Bumpus was never at a loss for ways to attract support for his projects. He inaugurated the Biological Club, an informal organization of local physicians and other interested persons. He was appointed to the board of trustees of Rhode Island Hospital and solicited from Mrs. Gustave Radeke funds to establish a much-needed laboratory of pathology at the hospital. When he was elected president of the Audubon Society of Rhode Island, he launched a campaign for protective legislation for wild birds. Bumpus was a pioneer in the new technique of biometry, the application of statistics to biological data. He used it in examining Darwin’s theory of natural selection. Coming up College Hill after a severe storm in February 1898 he found 136 disabled sparrows on the ground, and learned that those which survived did so because of superior physical characteristics. He demonstrated his new X-ray machine, which also played a part in the first use of X-rays in connection with surgery in Rhode Island, when he took it to Rhode Island Hospital and located a needle in a patient’s foot.

Having launched Brown’s Biology Department on a program of undergraduate teaching in conjunction with research, he began the next phase of his career in 1900 with the American Museum of Natural History as assistant to Morris K. Jesup, president of the board of the museum, who promoted him after a year to the position of the first director of the Museum. He felt that the museum belonged to the public, and under his administration exhibits and programs for school children attracted great numbers. But, after the death of Mr. Jesup, a new organization brought about the lessening of his authority and he found a new field in college administration. The experience in budgets and dealing with state government which he had acquired at the museum fitted him for his next occupations, business manager of the University of Wisconsin from 1911 to 1914 and president of Tufts College from 1915 to 1919. At Tufts as at Brown, he decided to leave when he had accomplished what he set out to do. His first year at Tufts ended with an increase in enrollment of 25 per cent, the bills paid, and no deficit. He saw Tufts through the war and then resigned to pursue his personal interests. Among these interests was the buildings and remodeling of houses, some of them rather odd. He had a Philippine bungalow on Long Island Sound made from the lumber of the Philippine Hall at the St. Louis Exposition, which he purchased when the fair buildings were auctioned off. He had an Italian villa in a Boston suburb and an old Cape Cod house in Duxbury, Massachusetts. As chairman of the Committee on Outdoor Education of the American Association of Museums, Bumpus devoted his attention to the development of “trailside museums,” a term he coined, in parks and other areas controlled by the National Park Service.

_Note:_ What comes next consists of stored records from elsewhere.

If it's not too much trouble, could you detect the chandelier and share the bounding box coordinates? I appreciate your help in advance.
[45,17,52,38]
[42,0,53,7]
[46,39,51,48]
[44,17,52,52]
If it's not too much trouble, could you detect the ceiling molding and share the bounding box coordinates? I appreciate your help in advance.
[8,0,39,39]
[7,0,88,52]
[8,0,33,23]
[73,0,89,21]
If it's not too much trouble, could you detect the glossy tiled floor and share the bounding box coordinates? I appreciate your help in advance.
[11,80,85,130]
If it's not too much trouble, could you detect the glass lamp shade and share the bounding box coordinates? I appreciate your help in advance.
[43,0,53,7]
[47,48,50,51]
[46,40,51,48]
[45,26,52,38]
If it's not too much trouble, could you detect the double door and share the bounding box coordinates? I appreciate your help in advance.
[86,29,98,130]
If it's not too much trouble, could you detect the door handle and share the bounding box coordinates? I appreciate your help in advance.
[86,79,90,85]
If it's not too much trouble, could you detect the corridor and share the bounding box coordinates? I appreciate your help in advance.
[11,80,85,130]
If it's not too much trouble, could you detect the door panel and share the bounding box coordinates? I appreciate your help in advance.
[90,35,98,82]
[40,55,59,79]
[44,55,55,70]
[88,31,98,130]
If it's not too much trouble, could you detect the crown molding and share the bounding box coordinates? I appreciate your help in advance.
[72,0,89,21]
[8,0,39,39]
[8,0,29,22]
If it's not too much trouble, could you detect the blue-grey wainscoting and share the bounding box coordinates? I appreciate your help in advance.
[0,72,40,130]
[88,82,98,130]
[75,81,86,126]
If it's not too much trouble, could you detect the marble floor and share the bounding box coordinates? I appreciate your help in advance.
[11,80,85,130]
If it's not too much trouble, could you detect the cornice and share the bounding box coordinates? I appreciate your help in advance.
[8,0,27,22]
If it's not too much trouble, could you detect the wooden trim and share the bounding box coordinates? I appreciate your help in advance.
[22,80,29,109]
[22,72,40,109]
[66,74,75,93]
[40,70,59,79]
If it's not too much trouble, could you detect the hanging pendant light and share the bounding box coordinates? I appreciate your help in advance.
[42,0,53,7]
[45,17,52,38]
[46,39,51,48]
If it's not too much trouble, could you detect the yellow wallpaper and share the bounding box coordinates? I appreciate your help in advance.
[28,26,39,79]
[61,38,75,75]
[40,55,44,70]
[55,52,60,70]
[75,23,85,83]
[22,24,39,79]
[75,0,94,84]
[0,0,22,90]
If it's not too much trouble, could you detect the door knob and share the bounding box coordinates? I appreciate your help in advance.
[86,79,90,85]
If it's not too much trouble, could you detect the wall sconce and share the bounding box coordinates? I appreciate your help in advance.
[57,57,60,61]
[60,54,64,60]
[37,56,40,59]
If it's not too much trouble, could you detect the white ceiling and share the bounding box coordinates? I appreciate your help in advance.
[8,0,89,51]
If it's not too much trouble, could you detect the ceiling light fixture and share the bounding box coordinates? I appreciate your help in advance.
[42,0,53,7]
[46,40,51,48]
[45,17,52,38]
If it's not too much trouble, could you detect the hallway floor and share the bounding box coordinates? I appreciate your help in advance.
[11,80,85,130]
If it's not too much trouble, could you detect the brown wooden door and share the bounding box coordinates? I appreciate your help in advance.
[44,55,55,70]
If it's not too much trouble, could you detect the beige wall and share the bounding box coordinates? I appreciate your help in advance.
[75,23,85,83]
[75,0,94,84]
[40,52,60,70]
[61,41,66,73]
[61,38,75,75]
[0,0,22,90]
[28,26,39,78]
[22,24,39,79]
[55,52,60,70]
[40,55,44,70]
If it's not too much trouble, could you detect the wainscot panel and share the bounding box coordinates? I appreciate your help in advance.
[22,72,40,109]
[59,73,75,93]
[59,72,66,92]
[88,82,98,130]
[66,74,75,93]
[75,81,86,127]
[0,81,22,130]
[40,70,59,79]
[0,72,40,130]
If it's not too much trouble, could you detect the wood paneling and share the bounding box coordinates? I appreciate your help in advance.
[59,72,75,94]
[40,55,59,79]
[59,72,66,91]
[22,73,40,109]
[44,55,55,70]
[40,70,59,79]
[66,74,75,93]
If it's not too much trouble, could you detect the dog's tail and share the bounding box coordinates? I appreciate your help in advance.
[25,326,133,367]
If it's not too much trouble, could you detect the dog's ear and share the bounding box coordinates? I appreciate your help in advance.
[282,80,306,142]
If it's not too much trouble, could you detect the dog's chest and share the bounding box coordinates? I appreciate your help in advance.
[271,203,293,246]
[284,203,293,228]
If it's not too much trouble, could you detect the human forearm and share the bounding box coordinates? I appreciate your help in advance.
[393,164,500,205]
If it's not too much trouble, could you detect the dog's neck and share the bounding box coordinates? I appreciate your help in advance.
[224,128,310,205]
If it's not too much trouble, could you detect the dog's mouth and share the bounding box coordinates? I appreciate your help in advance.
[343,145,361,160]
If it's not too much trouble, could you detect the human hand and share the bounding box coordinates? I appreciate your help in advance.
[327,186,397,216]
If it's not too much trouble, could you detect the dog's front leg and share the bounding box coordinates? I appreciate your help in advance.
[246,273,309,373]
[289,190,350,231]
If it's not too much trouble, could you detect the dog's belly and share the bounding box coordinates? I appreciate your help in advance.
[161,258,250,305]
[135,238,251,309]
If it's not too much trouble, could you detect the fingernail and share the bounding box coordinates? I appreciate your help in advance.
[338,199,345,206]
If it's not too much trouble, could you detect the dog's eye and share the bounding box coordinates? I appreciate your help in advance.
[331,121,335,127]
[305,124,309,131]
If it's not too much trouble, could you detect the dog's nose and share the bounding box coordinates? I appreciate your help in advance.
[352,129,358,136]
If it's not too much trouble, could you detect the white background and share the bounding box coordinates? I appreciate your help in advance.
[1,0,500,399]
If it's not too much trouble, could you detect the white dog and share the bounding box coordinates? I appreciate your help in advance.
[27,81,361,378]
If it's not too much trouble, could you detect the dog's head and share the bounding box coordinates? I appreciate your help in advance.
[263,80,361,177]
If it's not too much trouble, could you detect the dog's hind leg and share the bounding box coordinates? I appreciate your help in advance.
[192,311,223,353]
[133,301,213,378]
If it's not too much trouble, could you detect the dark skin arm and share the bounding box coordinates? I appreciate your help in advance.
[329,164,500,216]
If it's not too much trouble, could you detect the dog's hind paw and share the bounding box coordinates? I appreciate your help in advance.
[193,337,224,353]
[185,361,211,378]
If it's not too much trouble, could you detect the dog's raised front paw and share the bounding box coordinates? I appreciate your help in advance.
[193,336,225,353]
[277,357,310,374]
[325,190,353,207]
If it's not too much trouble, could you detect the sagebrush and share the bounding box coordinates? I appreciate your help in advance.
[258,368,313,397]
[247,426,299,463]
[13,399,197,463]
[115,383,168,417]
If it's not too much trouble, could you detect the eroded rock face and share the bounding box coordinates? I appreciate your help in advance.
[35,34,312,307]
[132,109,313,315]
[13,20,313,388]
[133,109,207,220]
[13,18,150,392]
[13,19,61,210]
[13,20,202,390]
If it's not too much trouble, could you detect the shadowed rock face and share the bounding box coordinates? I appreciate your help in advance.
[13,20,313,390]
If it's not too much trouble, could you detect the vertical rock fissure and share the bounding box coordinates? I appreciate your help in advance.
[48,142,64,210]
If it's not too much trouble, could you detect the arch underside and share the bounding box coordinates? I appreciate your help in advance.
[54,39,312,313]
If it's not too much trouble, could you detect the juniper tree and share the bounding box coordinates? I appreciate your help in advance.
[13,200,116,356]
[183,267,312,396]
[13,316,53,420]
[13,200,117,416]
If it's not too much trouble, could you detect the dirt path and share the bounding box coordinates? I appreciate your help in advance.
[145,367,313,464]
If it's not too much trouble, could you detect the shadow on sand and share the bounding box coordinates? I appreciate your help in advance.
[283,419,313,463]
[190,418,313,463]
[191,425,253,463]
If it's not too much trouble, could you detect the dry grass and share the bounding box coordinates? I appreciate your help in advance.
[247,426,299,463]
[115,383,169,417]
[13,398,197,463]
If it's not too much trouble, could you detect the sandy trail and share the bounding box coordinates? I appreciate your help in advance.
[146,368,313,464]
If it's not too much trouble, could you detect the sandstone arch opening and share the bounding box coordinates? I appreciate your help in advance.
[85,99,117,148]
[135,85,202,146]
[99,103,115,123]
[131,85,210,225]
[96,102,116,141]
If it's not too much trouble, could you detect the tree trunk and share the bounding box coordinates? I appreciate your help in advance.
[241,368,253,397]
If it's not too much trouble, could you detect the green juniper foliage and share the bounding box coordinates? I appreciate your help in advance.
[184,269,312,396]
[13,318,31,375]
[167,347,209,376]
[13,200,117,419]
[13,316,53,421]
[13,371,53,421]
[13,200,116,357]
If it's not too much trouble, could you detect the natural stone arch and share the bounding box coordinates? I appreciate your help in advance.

His devotion to Brown lasted all his life. He was elected to the Board of Fellows in 1905, and was Secretary of the Corporation from 1924 to 1937. During his retirement Bumpus happened to meet President Faunce on a train, and immediately became involved in a campaign to raise three million dollars in endowment. His creation of “Brown Bear Bonds,” engraved bonds carrying the picture of a bear and certifying one’s contribution, gave impetus to the campaign which was oversubscribed by three quarters of a million. When his weakening heart made it impossible for him to attend meetings of the Corporation, he regretfully wrote to President Wriston on May 22, 1943, presenting his resignation because “I feel that it is selfish for one to retain a nominal position of implied responsibility – may I say honor – and fail to discharge the incident obligations.” He died in Pasadena on June 21, 1943. His old friend Albert Davis Mead summarized his life:

Dr. Bumpus thoroughly enjoyed his stay on this planet, which he found so full of a number of things. He enjoyed pointing out these things in a new light to the men, women, and children, high and low, who were here in his time, and he did not neglect the interests of those yet to arrive.”